Gasverbrauch und Stromkosten in einer Druckerei mit dem S0-Recorder gemessen und aufgezeichnet

Energie-Monitoring in einer großen Druckerei

Die Firma Variograph, ein mittelständisches Druckerei-Unternehmen, produziert mit circa 100 Mitarbeitern unterschiedlichste Printmedien mit großer Auflage. Der Betrieb setzt den S0-Recorder zum Monitoring verschiedener Parameter wie Gasverbrauch und Stromkosten ein und überwacht somit die gesamten Energiekosten der Produktion.

Mit einem durchschnittlichen Strombedarf vom 330 kW werden zwei große Druckmaschinen der Firma MAN Roland mit jeweils 5 Farbdruckwerken, dazugehörige UV-Trockner und nachgeschaltete Ausrüstungs-Maschinen für Verpackung etc. mit Strom gespeist.

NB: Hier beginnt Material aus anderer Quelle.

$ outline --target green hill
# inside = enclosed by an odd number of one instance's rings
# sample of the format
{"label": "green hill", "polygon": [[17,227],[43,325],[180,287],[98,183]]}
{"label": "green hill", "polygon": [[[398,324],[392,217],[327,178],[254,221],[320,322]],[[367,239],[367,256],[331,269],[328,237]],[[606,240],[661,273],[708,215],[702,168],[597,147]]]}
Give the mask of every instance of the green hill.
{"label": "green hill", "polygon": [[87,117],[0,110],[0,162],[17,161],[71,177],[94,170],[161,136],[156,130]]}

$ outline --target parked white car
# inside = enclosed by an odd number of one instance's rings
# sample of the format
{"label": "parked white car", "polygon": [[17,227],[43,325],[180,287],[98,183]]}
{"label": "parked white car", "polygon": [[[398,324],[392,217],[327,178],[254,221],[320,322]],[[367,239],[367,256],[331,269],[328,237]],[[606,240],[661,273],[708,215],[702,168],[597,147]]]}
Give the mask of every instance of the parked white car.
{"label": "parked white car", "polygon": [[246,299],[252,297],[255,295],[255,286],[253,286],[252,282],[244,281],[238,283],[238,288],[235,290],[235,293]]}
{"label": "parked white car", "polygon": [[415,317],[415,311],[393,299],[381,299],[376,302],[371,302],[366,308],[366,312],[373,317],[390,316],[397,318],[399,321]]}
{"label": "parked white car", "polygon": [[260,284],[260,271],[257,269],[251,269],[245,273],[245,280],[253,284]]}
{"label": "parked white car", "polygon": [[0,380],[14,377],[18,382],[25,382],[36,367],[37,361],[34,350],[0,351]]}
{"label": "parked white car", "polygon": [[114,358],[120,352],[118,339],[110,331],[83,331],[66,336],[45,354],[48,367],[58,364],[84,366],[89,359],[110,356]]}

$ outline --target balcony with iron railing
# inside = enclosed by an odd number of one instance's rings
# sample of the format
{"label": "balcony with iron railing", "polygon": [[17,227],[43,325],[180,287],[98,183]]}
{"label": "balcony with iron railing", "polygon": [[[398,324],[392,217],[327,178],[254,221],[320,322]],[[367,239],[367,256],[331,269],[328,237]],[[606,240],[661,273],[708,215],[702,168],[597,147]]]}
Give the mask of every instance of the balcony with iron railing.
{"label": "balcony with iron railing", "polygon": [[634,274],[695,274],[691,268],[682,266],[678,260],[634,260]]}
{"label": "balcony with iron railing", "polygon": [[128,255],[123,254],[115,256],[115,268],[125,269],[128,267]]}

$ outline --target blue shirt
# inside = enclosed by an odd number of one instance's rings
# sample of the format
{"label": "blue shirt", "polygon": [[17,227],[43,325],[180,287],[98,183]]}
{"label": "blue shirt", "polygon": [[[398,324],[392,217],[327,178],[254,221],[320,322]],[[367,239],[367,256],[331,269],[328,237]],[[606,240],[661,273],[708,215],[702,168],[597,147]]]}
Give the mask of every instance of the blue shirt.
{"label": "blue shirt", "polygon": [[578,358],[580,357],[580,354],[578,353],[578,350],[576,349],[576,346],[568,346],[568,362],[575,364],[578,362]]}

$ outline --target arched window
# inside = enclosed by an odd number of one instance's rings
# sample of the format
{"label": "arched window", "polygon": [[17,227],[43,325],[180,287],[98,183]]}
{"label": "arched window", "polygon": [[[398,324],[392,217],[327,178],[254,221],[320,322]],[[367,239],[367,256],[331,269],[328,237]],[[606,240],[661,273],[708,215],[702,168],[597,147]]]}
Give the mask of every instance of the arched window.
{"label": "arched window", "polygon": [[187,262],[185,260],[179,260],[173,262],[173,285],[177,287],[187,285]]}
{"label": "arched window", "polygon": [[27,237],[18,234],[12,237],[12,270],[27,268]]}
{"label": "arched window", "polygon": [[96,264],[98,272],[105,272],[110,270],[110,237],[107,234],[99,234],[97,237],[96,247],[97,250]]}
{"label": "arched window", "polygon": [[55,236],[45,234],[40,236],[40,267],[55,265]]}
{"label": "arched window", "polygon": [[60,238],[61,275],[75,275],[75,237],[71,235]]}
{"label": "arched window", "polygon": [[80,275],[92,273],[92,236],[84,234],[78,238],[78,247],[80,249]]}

Der Lastgang wird quasi in Echtzeit als 10-Sekunden-Wert dargestellt und kann über Tage, Monate oder auch Jahre z.B. als Diagramm in verschiedenen Auflösungen beobachtet werden.

In der Abbildung rechts ist im oberen Teil die Tagesansicht des Strombedarf einer Druckmaschine dargestellt, im unteren ein mit der Maus gezoomter Zeitbereich von ca. 3 Stunden.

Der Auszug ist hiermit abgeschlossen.